SNP can improve the resting membrane potential of BSMC from rat asthmatic models and increase the potassium channel activity of BSMC, which is impaired in asthma status. The result suggests that potassium channel mediates the relaxation effect of NO on asthmatic airway smooth muscle.
研究一氧化氮(NO)对哮喘大鼠模型支气管平滑肌细胞(BSMC)静息膜电位(Em)和钾电流的影响。
将16只雄性SD大鼠随机分为两组:对照组和哮喘模型组。采用急性酶消化分离法获取单个BSMC。所有实验均在膜片钳技术的传统全细胞模式下进行。分别测量两组细胞Ca2+激活钾通道(BKCa)和电压依赖性钾通道(Kv)的Em电流,并检测加入NO供体硝普钠(SNP)前后BSMC静息Em和钾电流的变化。

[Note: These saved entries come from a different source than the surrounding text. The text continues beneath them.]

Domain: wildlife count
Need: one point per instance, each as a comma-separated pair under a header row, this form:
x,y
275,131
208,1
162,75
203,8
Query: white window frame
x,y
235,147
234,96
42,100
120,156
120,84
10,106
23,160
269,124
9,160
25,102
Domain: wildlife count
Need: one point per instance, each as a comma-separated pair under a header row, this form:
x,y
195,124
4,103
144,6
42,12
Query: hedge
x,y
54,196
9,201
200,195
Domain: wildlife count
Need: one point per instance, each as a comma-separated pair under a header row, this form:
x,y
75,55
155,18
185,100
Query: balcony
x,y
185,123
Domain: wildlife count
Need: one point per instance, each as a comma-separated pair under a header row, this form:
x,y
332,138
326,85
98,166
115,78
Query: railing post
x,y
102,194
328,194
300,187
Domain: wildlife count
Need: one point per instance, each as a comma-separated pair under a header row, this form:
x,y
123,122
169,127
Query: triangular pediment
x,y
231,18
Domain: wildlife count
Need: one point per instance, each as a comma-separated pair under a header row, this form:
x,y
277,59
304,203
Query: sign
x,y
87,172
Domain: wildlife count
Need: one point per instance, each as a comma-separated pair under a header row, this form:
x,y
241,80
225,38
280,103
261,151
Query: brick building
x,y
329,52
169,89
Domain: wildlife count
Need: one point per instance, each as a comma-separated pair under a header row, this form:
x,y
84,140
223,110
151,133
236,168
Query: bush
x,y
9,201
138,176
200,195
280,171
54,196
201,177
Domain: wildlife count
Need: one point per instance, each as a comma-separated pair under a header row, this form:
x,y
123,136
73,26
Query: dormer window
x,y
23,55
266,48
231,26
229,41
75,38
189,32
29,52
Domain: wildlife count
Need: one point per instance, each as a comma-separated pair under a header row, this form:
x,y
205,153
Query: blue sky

(1)哮喘模型组的Em[(-29±6)mV,n = 12]显著低于对照组[(-35±6)mV,n = 15,P < 0.05];SNP使哮喘模型组的Em显著升高至[(-38±7)mV,n = 12,(P < 0.01)],SNP处理后正常组与哮喘模型组的Em无显著差异(P > 0.05),这意味着SNP可使BSMC复极化至正常。(2)在脉冲方案下,哮喘模型组BKCa的平均电流密度[(44±l7)pA/pF,n = 8]显著低于对照组[(73±20)pA/pF,n = 10,P < 0.01],SNP使哮喘模型组的平均电流密度显著增加至[(79±16)pA/pF,n = 10,P < 0.01],接近对照组(P > 0.05);在斜坡方案下,对照组和哮喘模型组的电流密度分别为[(75±19)pA/pF,n = 10]和[(46±16)pA/pF,n = 8],两组间有显著差异(P < 0.01),SNP处理使哮喘模型组的电流密度显著增加至[(82±21)pA/pF,n = 8,P < 0.01]。(3)在脉冲方案下,哮喘模型组Kv的平均电流密度[(32±9)pA/pF,n = 8]显著低于对照组[(58±10)pA/pF,n = 8,P < 0.05],SNP使哮喘模型组Kv的平均电流密度显著增加至[(45±13)pA/pF,n = 8,P < 0.05]。在斜坡方案下,哮喘模型组Kv的电流密度为[(38±11)pA/pF,n = 8],显著低于对照组[(62±14)pA/pF,n = 8,P < 0.05],SNP处理使哮喘模型组Kv电流密度显著增加至[(53±9)pA/pF,n = 8,P < 0.05]。有类似变化。
SNP可改善哮喘大鼠模型BSMC的静息膜电位,增加哮喘状态下受损的BSMC钾通道活性。结果提示钾通道介导了NO对哮喘气道平滑肌的舒张作用。